Pada saat itu dia mengadakan ekspedisi ke Jember untuk bertemu para pegiat Zine. Dia bertemu dengan kami dan bertukar cerita tentang banyak hal. Kemudian dia tersenyum malu, ketika mengetahui Grup Facebook Babebo Zine telah dibuat sebelum ada satupun edisi Babebo Zine yang terbit. Sesaat tawa kami berhenti, Tinta mengeluarkan beberapa Zine dan komik dari dalam tasnya. Ini untuk teman-teman Babebo Zine, katanya.

Eh, tiba-tiba saya teringat komentar di salah satu forum Facebook. Saat itu Majalah Bobo sedang berulang tahun. Seorang teman mengatakan jika secara tiba-tiba dia tertampar dan dipaksa untuk mengingat Babebo Zine. Menurutnya Babebo Zine ini berisi karya liar yang cenderung hobi bermain pada taman imajinasi. Seperti bocah kecil. Imajinasi khas anak-anak. Mirip Majalah Bobo dengan segmentasi pasar yang difokuskan pada anak-anak. Namun, Babebo Zine tidak hanya berhenti pada permainan imajinasi khas anak-anak. Mereka memoles imajinasi itu dengan daya satir. Mereka mendobrak norma dalam lapisan sosial dan memaksa masuk dalam ruang publik. Tak peduli siapa dan dari kalangan mana yang akan menikmati karyanya.
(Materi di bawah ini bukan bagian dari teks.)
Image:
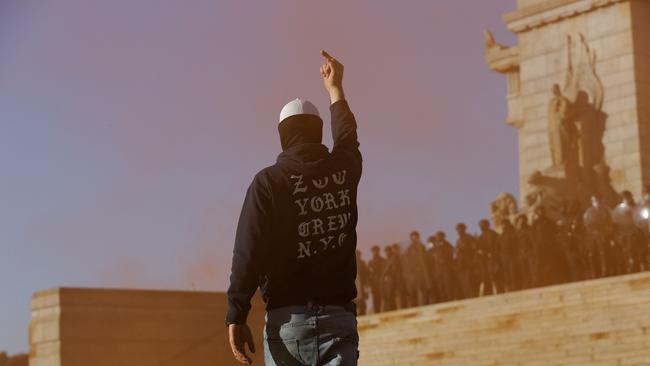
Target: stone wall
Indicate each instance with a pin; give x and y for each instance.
(641, 42)
(599, 322)
(616, 32)
(101, 327)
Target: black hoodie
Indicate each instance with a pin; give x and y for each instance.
(296, 238)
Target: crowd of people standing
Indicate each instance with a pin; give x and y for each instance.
(580, 245)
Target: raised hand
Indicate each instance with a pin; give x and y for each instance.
(240, 334)
(332, 73)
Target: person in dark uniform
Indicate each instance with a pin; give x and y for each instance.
(465, 262)
(552, 264)
(528, 254)
(362, 284)
(488, 259)
(571, 235)
(509, 257)
(416, 274)
(388, 279)
(400, 285)
(376, 267)
(296, 238)
(443, 260)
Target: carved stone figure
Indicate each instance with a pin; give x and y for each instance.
(503, 208)
(562, 132)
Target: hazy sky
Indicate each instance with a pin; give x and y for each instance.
(130, 129)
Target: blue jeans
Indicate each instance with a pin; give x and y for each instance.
(311, 336)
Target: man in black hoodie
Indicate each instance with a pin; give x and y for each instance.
(296, 239)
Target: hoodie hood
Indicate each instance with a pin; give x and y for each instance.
(306, 157)
(300, 129)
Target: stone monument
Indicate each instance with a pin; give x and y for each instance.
(579, 95)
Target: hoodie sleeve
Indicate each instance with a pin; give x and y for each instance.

Para pekerja Babebo Zine memang Mahasiswa. Walaupun beberapa dari mereka jarang masuk dalam kelas. Tapi setidaknya label mereka sebagai mahasiswa, akan selesai ditahapan bahwa mereka masih membayar SPP. Akan tetapi beberapa lainnya yang masih gemar dipaksa untuk ikut perkuliahan. Tetap saja tidak bisa membohongi imajinasi mereka sendiri. Ketika duduk dan dipaksa menghirup bau mulut para dosen yang banjir busa. Mereka lebih rela meluangkan waktunya untuk berimajinasi daripada menyimak bualan dosen yang teks book banget itu.

Seperti misalnya Diyah Kalpika, dia lebih sering menikam waktu monoton di dalam kelas dengan menggambar. Gambar yang khas dan sering disebut sebagai karya sketsa. Belakangan ini dia lebih aneh dari sebelumnya. Semenjak mengikuti perkumpulan para sketser di Sidoarjo. Dia sering berbincang di warung kopi bersama kami namun tetap menggambar. Dia menggambar dengan endapan kopi kami.

Sedangkan Sadam Husaen Mohammad mencoba menerjemahkan imajinasi dalam bahasa visual dan teks. Ketika keluar dari kelas seringkali dia berhasil menyelesaikan beberapa puisi dan seni visual. Bahkan seringkali dia merapalkan teks puisi ketika kami saling bertukar canda di warung kopi. Beberapa teman sering mengatakan jika hampir keseluruan karya Sadam merupakan manifestasi nafsu. Lebih tepatnya seni cabul. Mungkin ini berangkat dari ketidakpuasan dirinya pada sekat norma yang tersusun dalam lapisan sosial masyarakat. Kemudian dia ingin meremas sekat itu sampai kusut tanpa menghilangkan norma itu sendiri.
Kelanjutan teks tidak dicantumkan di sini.